There is actually a thing called sedentary death syndrome (SeDS), which is chronic, potentially life-threatening disease caused by an inactive lifestyle.
So impressed am I by the benefits of exercise in combatting SeDS that I’d like to share a few facts.
Low cardiorespiratory fitness is a more reliable predictor of death than risk factors such as hypertension, smoking, diabetes, or heart irregularities during exercise. In a review of 33 big studies it was shown that even small increases in aerobic capacity (3.5 ml O2/kg/min) bring a 15% decrease in risk of all cause mortality. Nice.
Coronary Heart Disease (CHD) means atherosclerotic arterial deposits are blocking blood flow to the heart. Being physically fit substantially lowers the risk of getting CHD, the leading cause of death in the UK and worldwide. Exercise training, especially aerobic exercise, promotes improvements in endothelial cell function and lowers the level of inflammatory markers. Aerobic interval exercise is even better than moderate intensity steady exercise.
Peripheral artery disease (PAD) is a narrowing of arteries, reducing blood flow, impairing lower extremity function and quality of life. Walking 3 times a week is associated with significantly less functional decline.
Other circulatory problems associated with inactivity such as hypertension, stroke and heart failure are all positively affected by physical activity. The most active adults have up to 30% lower risk of stroke and death. That is a huge benefit. People with normal blood pressure have an average 5 years longer life expectancy than people with high blood pressure.

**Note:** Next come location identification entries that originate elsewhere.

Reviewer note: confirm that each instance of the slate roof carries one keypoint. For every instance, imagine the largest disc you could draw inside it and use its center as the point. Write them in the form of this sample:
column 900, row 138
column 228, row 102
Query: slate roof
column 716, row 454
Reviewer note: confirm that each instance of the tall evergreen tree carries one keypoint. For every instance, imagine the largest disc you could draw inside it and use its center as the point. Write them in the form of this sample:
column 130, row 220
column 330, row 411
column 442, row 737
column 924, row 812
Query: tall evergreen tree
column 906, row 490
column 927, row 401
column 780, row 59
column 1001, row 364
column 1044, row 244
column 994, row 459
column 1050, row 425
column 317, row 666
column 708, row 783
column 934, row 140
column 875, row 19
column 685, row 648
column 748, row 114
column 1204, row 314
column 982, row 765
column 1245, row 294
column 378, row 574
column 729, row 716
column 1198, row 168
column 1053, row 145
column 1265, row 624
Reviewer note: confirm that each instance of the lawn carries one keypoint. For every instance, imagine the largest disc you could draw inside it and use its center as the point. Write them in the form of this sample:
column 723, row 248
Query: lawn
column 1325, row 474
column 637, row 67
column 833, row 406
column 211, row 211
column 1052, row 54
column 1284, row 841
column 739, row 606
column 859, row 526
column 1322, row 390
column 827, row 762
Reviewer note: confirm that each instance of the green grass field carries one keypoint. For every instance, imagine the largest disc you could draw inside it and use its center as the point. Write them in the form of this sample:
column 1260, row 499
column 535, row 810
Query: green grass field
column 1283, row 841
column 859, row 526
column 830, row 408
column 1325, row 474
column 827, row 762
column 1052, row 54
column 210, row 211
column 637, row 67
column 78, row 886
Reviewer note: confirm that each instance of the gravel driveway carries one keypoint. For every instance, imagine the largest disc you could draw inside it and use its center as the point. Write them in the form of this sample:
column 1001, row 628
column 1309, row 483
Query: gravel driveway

Osteoporosis is a decrease in bone mass and mineral density that makes bones more porous and brittle. The best interventions are weight bearing exercise, jumping activities, and resistance exercise of all major muscles groups.
Mood in major depressive disorders can be substantially improved by aerobic exercise in the short and long term.
Well, the list goes on, and I could mention nonalcoholic liver disease, accelerated biological aging and premature death, insulin resistance and diabetes, metabolic syndrome, obesity and cancer as other health issues that are dramatically improved or prevented by regular exercise. Inactivity is a primary cause of some of these conditions.
The review authors note that daily physical activity levels are hugely different today than they were in the stone age. They compare an average of 5000 steps a day now to up to 21000 steps a day then, and warn that as we can never revert to our natural way of life, we must increase our daily activity.
The key message is that physical activity of moderate intensity adds so much benefit to one’s life, and that could be as simple as walking regularly. If you need motivation to exercise consider the quality of life benefits you can receive, the absence of disease, and increased life expectancy as powerful incentives, rather than merely a better physique.